The Jacobian of IKS function with respect to constraints inputs.

Return type:

ndarray

gemseo.algos.aggregation.core.compute_total_ks_agg_jac(orig_val, orig_jac, indices=None, rho=100.0, scale=1.0)[source]

Compute the Jacobian of KS function with respect to constraint function inputs.

See [KH15] and [KS83].

Parameters:
  • orig_val (ndarray) – The original constraint values.

  • orig_jac (ndarray) – The original constraint jacobian.

  • indices (Sequence[int] | None) – The indices to generate a subset of the outputs to aggregate. If None, aggregate all the outputs.

  • rho (float) –

    The multiplicative parameter in the exponential.

    By default it is set to 100.0.

  • scale (float | ndarray) –

    The scaling factor for multiplying the constraints.

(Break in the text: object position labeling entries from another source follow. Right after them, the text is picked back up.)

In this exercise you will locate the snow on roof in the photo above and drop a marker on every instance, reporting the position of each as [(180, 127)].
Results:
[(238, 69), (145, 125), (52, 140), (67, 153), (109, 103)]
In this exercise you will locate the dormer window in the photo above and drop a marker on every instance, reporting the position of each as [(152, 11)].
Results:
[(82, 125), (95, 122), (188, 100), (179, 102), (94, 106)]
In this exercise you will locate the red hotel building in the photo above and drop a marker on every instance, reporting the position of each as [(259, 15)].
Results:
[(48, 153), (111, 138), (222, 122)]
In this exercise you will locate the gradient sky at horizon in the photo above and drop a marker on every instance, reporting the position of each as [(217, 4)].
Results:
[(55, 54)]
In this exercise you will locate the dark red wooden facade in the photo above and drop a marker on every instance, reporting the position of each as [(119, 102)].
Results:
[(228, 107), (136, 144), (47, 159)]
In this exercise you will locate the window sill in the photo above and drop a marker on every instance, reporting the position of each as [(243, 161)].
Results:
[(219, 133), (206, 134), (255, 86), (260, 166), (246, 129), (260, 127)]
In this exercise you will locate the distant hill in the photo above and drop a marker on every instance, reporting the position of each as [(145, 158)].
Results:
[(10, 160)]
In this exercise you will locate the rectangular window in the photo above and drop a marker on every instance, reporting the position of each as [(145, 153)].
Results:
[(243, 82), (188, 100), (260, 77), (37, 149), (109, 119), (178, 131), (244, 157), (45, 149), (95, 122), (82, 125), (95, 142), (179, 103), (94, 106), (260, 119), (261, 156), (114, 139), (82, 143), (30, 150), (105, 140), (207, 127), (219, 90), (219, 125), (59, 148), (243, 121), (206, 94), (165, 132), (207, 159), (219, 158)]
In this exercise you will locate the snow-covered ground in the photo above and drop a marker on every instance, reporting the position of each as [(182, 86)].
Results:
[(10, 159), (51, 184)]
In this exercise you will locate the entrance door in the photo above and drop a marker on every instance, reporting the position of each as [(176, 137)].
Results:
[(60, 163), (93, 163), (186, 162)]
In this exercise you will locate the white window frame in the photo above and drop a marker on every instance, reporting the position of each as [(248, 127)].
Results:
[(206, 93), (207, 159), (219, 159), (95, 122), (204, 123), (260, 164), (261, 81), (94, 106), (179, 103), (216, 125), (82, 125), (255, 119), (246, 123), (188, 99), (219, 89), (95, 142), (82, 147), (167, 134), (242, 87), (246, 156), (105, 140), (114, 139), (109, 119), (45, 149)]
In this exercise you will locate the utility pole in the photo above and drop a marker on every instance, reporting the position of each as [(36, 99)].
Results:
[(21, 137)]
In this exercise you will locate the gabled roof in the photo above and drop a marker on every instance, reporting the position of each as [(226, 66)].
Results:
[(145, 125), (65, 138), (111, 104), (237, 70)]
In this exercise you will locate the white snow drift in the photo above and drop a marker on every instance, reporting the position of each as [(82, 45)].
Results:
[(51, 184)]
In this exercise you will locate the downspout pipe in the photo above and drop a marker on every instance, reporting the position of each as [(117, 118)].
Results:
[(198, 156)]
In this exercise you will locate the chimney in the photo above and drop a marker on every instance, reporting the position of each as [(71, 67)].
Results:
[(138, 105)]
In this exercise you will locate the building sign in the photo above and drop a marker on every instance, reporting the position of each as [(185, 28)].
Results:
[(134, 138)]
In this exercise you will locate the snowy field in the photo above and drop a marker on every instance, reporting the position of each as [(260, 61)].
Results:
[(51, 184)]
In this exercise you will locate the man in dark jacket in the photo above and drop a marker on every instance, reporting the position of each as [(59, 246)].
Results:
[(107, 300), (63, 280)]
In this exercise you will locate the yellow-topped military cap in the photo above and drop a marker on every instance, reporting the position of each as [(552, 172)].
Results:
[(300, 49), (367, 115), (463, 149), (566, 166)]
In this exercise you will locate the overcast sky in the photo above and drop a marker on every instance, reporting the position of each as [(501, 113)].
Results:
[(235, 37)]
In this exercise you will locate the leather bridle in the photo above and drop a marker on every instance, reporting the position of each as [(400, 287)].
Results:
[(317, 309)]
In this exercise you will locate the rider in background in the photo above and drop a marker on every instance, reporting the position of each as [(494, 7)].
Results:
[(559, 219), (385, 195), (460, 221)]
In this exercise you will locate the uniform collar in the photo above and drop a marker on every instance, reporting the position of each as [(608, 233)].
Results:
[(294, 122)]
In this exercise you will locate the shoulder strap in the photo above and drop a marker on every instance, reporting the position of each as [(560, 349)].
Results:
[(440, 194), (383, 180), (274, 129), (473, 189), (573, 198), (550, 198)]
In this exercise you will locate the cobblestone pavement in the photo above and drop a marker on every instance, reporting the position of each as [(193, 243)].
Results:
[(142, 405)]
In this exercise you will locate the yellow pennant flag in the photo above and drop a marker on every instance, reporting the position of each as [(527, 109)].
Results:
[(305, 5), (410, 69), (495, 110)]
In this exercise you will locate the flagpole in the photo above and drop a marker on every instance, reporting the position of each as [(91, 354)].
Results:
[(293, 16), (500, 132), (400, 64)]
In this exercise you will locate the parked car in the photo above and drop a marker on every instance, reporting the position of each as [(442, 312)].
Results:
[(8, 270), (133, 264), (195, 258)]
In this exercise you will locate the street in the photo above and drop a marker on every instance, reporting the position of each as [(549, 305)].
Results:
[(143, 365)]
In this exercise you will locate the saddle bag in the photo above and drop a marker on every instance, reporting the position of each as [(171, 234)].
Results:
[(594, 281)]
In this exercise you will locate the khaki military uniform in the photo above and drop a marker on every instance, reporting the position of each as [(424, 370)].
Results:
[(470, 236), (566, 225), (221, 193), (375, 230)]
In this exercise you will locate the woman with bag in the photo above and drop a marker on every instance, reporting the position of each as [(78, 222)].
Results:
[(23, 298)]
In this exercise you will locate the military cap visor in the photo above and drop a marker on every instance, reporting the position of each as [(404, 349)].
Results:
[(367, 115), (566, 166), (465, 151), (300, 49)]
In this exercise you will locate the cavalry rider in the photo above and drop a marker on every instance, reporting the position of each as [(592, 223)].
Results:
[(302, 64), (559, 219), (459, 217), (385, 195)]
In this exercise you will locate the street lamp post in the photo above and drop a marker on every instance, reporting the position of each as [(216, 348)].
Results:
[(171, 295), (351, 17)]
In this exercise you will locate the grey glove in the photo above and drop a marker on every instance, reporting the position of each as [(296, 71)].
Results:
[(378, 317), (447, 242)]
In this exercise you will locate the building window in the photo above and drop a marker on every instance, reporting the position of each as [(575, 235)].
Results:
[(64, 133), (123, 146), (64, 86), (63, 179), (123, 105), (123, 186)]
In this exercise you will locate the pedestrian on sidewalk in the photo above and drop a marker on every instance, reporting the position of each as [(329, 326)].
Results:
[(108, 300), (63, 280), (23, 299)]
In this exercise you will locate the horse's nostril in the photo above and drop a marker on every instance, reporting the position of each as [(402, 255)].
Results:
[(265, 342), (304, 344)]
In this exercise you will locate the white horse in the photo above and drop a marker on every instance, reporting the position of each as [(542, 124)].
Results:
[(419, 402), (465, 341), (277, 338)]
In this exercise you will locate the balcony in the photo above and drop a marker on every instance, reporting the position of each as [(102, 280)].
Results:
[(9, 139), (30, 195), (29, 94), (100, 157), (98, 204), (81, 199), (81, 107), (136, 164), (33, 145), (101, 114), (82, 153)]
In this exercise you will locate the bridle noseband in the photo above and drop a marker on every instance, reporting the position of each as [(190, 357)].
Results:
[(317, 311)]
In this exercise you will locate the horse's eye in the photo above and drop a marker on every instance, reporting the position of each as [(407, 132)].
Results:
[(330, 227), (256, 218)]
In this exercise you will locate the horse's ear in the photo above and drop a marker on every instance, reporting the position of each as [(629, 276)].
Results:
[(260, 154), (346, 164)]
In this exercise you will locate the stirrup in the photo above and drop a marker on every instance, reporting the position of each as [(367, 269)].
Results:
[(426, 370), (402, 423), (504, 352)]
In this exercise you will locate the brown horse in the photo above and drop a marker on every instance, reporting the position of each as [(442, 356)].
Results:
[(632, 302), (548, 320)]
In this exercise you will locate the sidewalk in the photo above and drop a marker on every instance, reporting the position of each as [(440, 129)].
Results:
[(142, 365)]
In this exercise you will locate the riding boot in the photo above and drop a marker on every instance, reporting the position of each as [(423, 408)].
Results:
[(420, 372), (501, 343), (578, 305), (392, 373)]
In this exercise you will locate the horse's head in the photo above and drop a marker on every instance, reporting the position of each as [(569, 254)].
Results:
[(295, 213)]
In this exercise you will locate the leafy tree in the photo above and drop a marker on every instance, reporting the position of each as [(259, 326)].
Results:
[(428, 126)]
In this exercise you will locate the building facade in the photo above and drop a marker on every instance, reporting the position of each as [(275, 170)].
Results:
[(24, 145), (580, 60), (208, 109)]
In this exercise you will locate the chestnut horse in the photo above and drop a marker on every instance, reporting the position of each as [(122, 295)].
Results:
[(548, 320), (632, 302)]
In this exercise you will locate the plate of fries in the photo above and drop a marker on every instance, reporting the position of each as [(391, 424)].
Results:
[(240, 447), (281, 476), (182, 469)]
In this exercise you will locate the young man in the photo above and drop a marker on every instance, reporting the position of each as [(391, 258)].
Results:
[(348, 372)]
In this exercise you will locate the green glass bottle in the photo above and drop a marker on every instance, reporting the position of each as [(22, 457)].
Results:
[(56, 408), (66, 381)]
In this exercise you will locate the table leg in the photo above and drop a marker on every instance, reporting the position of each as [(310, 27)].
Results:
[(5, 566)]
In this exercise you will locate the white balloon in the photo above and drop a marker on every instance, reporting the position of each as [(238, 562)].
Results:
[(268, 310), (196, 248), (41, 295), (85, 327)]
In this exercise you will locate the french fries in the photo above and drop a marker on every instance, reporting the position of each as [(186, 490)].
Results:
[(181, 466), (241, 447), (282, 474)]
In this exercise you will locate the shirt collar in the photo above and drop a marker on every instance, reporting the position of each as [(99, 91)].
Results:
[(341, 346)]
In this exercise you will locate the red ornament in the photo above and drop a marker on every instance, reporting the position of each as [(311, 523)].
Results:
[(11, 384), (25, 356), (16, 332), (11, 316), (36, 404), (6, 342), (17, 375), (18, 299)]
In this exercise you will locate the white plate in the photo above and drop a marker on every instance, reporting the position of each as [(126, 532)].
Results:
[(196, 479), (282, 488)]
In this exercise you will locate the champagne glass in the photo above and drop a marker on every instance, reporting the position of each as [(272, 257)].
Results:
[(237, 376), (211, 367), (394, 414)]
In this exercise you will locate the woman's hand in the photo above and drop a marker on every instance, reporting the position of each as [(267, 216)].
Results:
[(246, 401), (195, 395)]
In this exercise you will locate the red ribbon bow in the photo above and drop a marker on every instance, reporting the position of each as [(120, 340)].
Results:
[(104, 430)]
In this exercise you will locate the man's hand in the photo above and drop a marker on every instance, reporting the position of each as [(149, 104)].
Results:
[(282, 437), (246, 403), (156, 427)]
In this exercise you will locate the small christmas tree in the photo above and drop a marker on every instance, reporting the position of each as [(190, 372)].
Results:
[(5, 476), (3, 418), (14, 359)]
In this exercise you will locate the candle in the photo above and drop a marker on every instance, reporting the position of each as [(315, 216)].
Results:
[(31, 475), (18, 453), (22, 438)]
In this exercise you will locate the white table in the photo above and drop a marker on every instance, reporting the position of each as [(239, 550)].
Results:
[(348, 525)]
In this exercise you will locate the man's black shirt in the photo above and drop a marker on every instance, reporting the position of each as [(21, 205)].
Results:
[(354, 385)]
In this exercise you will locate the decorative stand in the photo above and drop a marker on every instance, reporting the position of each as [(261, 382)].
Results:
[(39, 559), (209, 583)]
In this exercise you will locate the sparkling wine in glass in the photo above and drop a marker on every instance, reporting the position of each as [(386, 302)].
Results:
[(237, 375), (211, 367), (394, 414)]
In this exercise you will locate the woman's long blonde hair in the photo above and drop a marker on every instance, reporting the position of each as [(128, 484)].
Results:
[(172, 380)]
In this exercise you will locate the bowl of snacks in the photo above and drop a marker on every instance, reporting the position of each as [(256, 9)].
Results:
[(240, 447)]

    By default it is set to 1.0.

Returns:

The Jacobian of KS function with respect to constraint function inputs.

Return type:

ndarray

gemseo.algos.aggregation.core.compute_total_sum_square_agg_jac(orig_val, orig_jac, indices=None, scale=1.0)[source]

Compute the Jacobian of squared sum function with respect to constraints inputs.

Parameters:
  • orig_val (ndarray) – The original constraint values.

  • orig_jac (ndarray) – The original constraint jacobian.

  • indices (Sequence[int] | None) – The indices to generate a subset of the outputs to aggregate. If None, aggregate all the outputs.

  • scale (float | ndarray) –

    The scaling factor for multiplying the constraints.

    By default it is set to 1.0.

Returns:

The Jacobian of squared sum function with respect to constraints inputs.

Return type:

ndarray

gemseo.algos.aggregation.core.compute_total_sum_square_positive_agg_jac(orig_val, orig_jac, indices=None, scale=1.0)[source]

Compute the Jacobian of positive sum squared function w.r.t. constraints inputs.

Parameters:
  • orig_val (ndarray) – The original constraint values.

  • orig_jac (ndarray) – The original constraint jacobian.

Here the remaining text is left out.